Monitoring ZFS on Unraid (2023)


Recommended Posts

Back in the day, I wrote a post about monitoring and gathering some of the most relevant stats from ZFS; however, my stack has changed quite a bit since then, so this is a more updated and refined version of how to monitor ZFS monitoring on Unraid

Tech Stack

  • Unraid 6.9+
    • Prometheus Node Exporter - Plugin
    • User Scripts - Plugin
  • VictoriaMetrics (Docker Compose provided)
  • Grafana

VictoriaMetrics?

VictoriaMetrics inclusion is not a common choice; what about InfluxDB and Prometheus? Well, it is pretty simple; InfluxDB has been going nowhere for quite some time, up to the point that they rewrote the entire thing for InfluxDB 3.0 (OSS not released yet), not exactly inspiring confidence for a long-term time series DB. And for Prometheus, it is pretty straightforward; Prometheus is not designed for long-term storage as there is no sharding or replication built-in, but we can always look for Prometheus-compatible alternatives; in this case, my choice was VictoriaMetrics (VM), only because is easy to deploy, maintain and offers compatibility with Prometheus queries, remote write, InfluxDB's Line Protocol, and a ton of other things (Check here for details).

Installation

We must install the Prometheus Node Exporter and User scripts plugin; both plugins work directly on Unraid (not docker) and require no further plugin configuration. This is a very simple step; just go to the Apps tab and look for the plugins:

 

image.png.c3226b53957e51f30c52f116e941f1a2.png

 

Deploying Grafana is beyond this post, but there is not a short amount of tutorials on how to deploy the app; keep in mind we are only interested in Grafana, not other components (Prometheus, InfluxDB, Telegraf, etc.).

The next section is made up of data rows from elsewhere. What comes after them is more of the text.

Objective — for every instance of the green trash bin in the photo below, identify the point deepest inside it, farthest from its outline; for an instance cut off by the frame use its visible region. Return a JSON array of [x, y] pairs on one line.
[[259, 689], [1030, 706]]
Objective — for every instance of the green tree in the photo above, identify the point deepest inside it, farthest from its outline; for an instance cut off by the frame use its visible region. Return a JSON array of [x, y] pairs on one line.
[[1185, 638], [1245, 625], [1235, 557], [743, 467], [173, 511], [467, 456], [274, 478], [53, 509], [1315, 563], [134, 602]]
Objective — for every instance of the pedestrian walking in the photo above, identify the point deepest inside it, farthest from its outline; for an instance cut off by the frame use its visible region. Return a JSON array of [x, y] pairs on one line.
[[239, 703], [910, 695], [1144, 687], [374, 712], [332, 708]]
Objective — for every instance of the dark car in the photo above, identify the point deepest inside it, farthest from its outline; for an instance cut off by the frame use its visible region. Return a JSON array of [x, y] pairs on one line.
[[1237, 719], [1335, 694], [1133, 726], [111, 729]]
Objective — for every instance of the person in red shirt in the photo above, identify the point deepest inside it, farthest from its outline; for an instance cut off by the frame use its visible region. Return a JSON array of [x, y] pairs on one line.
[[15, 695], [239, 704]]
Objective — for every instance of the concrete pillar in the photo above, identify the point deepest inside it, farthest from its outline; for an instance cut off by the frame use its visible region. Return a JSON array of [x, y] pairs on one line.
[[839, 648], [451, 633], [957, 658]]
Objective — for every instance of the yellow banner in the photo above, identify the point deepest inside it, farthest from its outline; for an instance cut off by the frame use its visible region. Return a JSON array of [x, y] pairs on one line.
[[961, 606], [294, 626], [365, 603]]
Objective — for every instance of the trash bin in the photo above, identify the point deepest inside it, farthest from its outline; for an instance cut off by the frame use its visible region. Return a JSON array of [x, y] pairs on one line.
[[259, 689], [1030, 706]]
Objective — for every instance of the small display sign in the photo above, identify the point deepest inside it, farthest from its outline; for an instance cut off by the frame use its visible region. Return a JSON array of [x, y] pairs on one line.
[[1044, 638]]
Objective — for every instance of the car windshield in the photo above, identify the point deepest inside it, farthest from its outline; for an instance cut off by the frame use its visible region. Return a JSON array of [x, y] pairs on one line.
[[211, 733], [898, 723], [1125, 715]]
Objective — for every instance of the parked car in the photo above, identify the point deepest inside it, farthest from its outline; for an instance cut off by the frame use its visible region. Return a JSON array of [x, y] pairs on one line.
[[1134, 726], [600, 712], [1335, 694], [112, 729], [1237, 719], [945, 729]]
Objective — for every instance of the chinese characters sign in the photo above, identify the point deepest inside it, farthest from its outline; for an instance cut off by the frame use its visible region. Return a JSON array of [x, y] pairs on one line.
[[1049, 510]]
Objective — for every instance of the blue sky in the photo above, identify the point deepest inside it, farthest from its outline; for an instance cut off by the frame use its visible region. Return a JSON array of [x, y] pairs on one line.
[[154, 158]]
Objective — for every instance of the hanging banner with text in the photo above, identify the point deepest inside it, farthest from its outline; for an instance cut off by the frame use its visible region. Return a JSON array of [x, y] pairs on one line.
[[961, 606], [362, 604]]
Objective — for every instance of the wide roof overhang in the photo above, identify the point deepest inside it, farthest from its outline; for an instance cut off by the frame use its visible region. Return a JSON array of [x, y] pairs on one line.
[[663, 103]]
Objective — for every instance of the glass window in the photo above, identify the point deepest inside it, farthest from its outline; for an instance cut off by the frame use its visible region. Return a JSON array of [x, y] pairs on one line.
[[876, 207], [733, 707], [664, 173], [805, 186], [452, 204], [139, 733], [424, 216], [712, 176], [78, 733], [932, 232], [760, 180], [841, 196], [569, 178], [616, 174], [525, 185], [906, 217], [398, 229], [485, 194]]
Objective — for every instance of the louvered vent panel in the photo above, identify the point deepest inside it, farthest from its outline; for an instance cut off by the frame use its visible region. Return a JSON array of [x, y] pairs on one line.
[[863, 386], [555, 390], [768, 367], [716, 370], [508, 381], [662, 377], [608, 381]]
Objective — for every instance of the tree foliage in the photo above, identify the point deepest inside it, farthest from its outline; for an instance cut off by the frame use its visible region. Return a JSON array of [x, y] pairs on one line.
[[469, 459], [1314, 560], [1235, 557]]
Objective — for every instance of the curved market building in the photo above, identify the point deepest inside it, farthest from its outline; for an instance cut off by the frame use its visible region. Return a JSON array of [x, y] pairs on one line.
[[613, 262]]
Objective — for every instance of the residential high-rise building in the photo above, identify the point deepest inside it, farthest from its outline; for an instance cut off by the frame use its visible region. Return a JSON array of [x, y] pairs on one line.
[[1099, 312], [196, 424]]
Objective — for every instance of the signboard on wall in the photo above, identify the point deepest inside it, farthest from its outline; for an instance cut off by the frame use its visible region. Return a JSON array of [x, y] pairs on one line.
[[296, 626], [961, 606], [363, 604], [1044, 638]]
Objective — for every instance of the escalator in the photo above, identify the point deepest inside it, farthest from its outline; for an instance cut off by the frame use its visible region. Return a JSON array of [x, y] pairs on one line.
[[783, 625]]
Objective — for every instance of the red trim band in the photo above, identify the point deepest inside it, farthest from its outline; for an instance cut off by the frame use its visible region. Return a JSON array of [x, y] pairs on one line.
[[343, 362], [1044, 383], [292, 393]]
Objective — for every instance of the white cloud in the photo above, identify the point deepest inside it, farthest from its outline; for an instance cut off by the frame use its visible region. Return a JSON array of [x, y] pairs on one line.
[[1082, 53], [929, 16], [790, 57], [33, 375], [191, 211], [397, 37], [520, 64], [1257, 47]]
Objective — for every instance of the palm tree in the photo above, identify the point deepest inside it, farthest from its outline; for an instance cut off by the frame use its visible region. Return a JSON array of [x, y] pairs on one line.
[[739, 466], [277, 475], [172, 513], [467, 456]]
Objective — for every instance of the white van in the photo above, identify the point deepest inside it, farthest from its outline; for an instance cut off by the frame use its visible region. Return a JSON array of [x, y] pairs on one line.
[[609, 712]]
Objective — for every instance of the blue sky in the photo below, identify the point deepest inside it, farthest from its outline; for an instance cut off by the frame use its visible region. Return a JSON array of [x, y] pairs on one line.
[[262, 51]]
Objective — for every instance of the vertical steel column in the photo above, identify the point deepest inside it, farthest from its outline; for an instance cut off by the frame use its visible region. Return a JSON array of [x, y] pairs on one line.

For VictoriaMetrics, use the following Docker Compose for deploying VM as a single instance with everything packed up listening in Unraid_IP:8428:

 

services:
  victoriametrics:
    container_name: victoriametrics
    image: victoriametrics/victoria-metrics:latest
    volumes:
      - /mnt/user/appdata/victoriametrics:/victoria-metrics-data
    command:
      - "--retentionPeriod=6" # In Months
      - "--selfScrapeInterval=30s" # Self monitoring
      - "--loggerTimezone=America/Bogota" 
      - "--maxLabelsPerTimeseries=60" # Increase for complex queries
      - "--promscrape.config=/victoria-metrics-data/prometheus.yml" 
    restart: unless-stopped
    ports:
      - 8428:8428

Configuration

Once everything is installed, we need to configure a few tasks for the scraping to be successful; let's start with the VM promscape configuration file:

global:
  scrape_interval:     30s # By default, scrape targets every 30 seconds

  # Attach these labels to any time series or alerts when communicating with
  # external systems (federation, remote storage, Alertmanager).
  external_labels:
    monitor: 'vmetrics'

scrape_configs:
# Here we configure unraid scraping, this give us multiple stats not just ZFS
  - job_name: 'Unraid'
    scheme: http
    static_configs:
      - targets: ['192.168.1.100:9100']

 

This should get us a good amount of information, not only from ZFS but the entire system; our next step is to export ZFS-specific information, this can be achieved using multiple tools; one example could be Prometheus ZFS exporter, Prometheus exporter for ZFS stats and many others, the downside is that those exporters put some load on the system, mainly because the parsing task associated with them; that was the main reason for me to choose another option zpool_influxdb.8 — OpenZFS documentation; this has the benefit of being already present on ZFS, so you don't have to install anything else, just use the following user script "zpool_influxdb redirector":

#!/bin/bash
/usr/libexec/zfs/zpool_influxdb | curl -X POST 'https://<URAID_IP>:8428/write?extra_label=job=Unraid' --data-binary @-

 

The script should run every minute; even if data comes in Influx's Line Protocol format, VM can parse it without too much trouble and inject it to the DB; we add another label, "job=Unraid" just in case we need to identify the source, host (Multiple Unraid servers anyone?).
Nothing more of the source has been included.